User impersonation (doAs)

You can use user impersonation to access data in an HDFS cluster from Vertica.

You can use user impersonation to access data in an HDFS cluster from Vertica. This approach is called "doAs" (for "do as") because Vertica uses a single proxy user on behalf of another (Hadoop) user. The impersonated Hadoop user does not need to also be a Vertica user.

In the following illustration, Alice is a Hadoop user but not a Vertica user. She connects to Vertica as the proxy user, vertica-etl. In her session, Vertica obtains a delegation token (DT) on behalf of the doAs user (Alice), and uses that delegation token to access HDFS.

You can use doAs with or without Kerberos, so long as HDFS and Vertica match. If HDFS uses Kerberos then Vertica must too.

User configuration

The Hadoop administrator must create a proxy user and allow it to access HDFS on behalf of other users. Set values in core-site.xml as in the following example:

<name>hadoop.proxyuser.vertica-etl.users</name>
<value>*</value>
<name>hadoop.proxyuser.vertica-etl.hosts</name>
<value>*</value>

In Vertica, create a corresponding user.

Session configuration

To make requests on behalf of a Hadoop user, first set the HadoopImpersonationConfig session parameter to specify the user and HDFS cluster. Vertica will access HDFS as that user until the session ends or you change the parameter.

The value of this session parameter is a collection of JSON objects. Each object specifies an HDFS cluster and a Hadoop user. For the cluster, you can specify either a name service or an individual name node. If you are using HA name node, then you must either use a name service or specify all name nodes. HadoopImpersonationConfig format describes the full JSON syntax.

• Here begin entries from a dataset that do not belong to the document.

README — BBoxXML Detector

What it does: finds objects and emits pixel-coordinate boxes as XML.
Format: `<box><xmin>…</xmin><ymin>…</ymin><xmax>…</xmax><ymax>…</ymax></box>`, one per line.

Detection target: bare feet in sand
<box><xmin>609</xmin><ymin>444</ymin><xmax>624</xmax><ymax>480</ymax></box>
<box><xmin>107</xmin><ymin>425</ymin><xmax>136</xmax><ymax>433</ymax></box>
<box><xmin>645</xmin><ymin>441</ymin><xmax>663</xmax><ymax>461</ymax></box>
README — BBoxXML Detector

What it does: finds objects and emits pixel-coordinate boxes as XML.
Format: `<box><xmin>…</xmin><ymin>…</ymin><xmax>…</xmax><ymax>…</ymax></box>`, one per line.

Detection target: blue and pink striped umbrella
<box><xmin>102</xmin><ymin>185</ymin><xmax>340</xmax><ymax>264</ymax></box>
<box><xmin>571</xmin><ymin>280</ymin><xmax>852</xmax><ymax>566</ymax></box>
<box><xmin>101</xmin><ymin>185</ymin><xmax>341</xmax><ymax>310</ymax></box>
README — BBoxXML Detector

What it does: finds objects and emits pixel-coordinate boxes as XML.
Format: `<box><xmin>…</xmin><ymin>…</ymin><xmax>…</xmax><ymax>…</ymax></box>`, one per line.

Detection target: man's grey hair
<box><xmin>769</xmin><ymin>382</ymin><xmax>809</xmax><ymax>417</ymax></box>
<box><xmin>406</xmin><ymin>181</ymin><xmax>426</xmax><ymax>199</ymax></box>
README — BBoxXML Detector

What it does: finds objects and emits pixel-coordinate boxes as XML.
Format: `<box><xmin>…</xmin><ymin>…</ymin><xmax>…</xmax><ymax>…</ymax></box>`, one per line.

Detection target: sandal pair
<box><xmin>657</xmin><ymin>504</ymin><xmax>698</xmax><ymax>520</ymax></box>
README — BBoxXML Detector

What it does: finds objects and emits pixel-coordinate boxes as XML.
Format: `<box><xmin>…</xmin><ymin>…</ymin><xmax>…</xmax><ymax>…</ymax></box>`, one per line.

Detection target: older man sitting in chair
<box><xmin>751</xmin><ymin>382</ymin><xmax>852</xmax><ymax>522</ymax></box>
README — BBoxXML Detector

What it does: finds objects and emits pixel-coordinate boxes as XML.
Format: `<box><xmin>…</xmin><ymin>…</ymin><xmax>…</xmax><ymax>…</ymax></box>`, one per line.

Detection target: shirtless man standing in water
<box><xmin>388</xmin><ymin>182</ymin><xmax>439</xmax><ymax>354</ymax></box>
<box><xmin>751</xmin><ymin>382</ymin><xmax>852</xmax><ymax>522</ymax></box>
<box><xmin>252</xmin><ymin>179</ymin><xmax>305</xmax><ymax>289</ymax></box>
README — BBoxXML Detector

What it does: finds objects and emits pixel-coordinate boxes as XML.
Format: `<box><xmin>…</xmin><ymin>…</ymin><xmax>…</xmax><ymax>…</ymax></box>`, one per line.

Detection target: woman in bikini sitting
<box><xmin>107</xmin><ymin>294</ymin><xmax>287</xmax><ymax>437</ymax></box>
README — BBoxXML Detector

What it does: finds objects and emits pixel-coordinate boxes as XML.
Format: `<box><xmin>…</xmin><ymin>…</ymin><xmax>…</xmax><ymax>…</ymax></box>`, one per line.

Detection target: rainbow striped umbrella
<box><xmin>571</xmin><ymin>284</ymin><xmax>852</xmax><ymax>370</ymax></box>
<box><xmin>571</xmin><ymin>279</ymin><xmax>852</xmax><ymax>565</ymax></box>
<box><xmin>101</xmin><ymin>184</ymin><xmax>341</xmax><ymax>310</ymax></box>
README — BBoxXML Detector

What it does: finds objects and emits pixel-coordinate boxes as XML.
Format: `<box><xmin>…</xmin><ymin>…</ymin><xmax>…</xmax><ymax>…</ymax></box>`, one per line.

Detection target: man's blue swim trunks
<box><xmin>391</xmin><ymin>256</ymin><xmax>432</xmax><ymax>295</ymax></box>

The following example shows access on behalf of two different users. The users "stephanie" and "bob" are Hadoop users, not Vertica users. "vertica-etl" is a Vertica user.


$ vsql -U vertica-etl

=> ALTER SESSION SET
   HadoopImpersonationConfig = '[{"nameservice":"hadoopNS", "doAs":"stephanie"}]';
=> COPY nation FROM 'webhdfs:///user/stephanie/nation.dat';

=> ALTER SESSION SET
   HadoopImpersonationConfig = '[{"nameservice":"hadoopNS", "doAs":"bob"}, {"authority":"hadoop2:50070", "doAs":"rob"}]';
=> COPY nation FROM 'webhdfs:///user/bob/nation.dat';

Vertica uses Hadoop delegation tokens, obtained from the name node, to impersonate Hadoop users. In a long-running session, a token could expire. Vertica attempts to renew tokens automatically; see Token expiration.

Testing the configuration

You can use the HADOOP_IMPERSONATION_CONFIG_CHECK function to test your HDFS delegation tokens and HCATALOGCONNECTOR_CONFIG_CHECK to test your HCatalog Connector delegation token.